Sementara itu, untuk menyelesaikan masalah di internalnya, KPI mengagendakan meminta keterangan para pelapor dan terlapor. Ketua KPI Pusat Agung Supriyo mengatakan, MS bisa didampingi kuasa hukumnya untuk memenuhi undangan mereka.
”Kan, demi kenyamanan beliau (MS), dia mau datang sendiri terus kalau ada pilihan kuasa hukumnya enggak apa-apa (datang) gitu dibolehkan, kita serahkan yang bersangkutan,” kata Agung saat dihubungi hari ini.
Adapun terhadap terlapor, KPI sudah memanggil tujuh terduga pelaku perundungan terhadap MS, pekan lalu. Tujuh orang itu kemudian dibebastugaskan KPI untuk mempermudah proses penyelidikan kasus MS.
Setelah viralnya rilis buatan MS yang memuat identitas para terduga pelaku perundungan, warganet atau netizen beramai-ramai merundung para terduga pelaku. Tidak hanya itu, netizen juga ikut meneror keluarganya, khususnya melalui media sosial. Masalah ini menjadi perhatian berikutnya bagi terlapor dan pelapor.

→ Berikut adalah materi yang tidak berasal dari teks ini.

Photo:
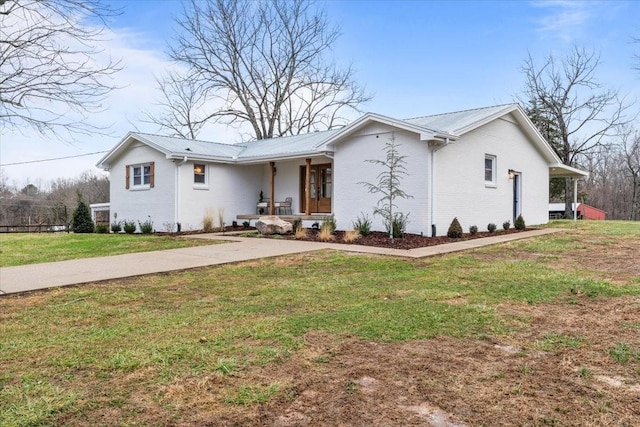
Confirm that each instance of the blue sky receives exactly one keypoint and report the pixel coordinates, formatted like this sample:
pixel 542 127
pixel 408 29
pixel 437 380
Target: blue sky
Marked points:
pixel 416 57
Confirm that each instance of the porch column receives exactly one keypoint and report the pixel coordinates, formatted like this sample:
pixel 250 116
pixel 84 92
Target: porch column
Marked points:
pixel 272 189
pixel 307 188
pixel 575 199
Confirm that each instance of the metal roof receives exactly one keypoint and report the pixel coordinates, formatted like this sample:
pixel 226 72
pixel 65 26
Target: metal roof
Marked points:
pixel 457 122
pixel 187 147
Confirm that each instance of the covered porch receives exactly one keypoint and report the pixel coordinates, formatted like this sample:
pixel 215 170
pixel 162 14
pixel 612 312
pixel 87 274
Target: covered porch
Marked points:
pixel 560 170
pixel 296 188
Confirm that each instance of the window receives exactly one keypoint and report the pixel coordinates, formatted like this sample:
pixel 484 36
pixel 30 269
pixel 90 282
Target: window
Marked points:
pixel 139 176
pixel 199 174
pixel 489 169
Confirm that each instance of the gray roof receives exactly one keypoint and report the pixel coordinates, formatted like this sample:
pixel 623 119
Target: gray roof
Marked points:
pixel 288 145
pixel 187 147
pixel 457 122
pixel 454 124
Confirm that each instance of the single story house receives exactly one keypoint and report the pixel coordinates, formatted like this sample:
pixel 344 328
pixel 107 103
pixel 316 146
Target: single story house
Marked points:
pixel 556 211
pixel 485 165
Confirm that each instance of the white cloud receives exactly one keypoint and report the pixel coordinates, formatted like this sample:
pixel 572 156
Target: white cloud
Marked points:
pixel 565 19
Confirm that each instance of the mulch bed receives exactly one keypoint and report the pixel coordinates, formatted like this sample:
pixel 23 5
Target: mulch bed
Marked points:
pixel 408 241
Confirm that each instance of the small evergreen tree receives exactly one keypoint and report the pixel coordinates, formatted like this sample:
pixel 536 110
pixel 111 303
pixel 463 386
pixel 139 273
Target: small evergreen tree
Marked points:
pixel 455 229
pixel 389 186
pixel 82 222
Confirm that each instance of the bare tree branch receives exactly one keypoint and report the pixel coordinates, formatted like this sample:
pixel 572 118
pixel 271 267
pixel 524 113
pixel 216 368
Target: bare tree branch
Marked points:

Tegar bahkan ikut menjelaskan hal ini kepada polisi. Kliennya mengaku merasa terganggu akibat cercaan dari khalayak luas di media sosial, yang juga menyasar pada keluarga kliennya.
”Akibat rilis itu dan identitas pribadi klien kami ikut tersebar. Yang terjadi cyber bullying, baik kepada klien kami maupun keluarga dan anak dan itu sudah keterlaluan menurut kami. Kami berpikir dan akan menimbang secara serius untuk melakukan pelaporan balik terhadap si pelapor,” ujarnya.
Sementara itu, MS juga sampai membuat surat untuk netizen yang ikut marah atas perlakuan para pelaku. Rony pun mbenarkan kliennya membuat surat untuk netizen yang disebar kemarin. ”Korban tidak ingin anak dan istri pelaku ini ikut terseret dalam masalah perundungan dan pelecehan yang dialaminya,” tuturnya.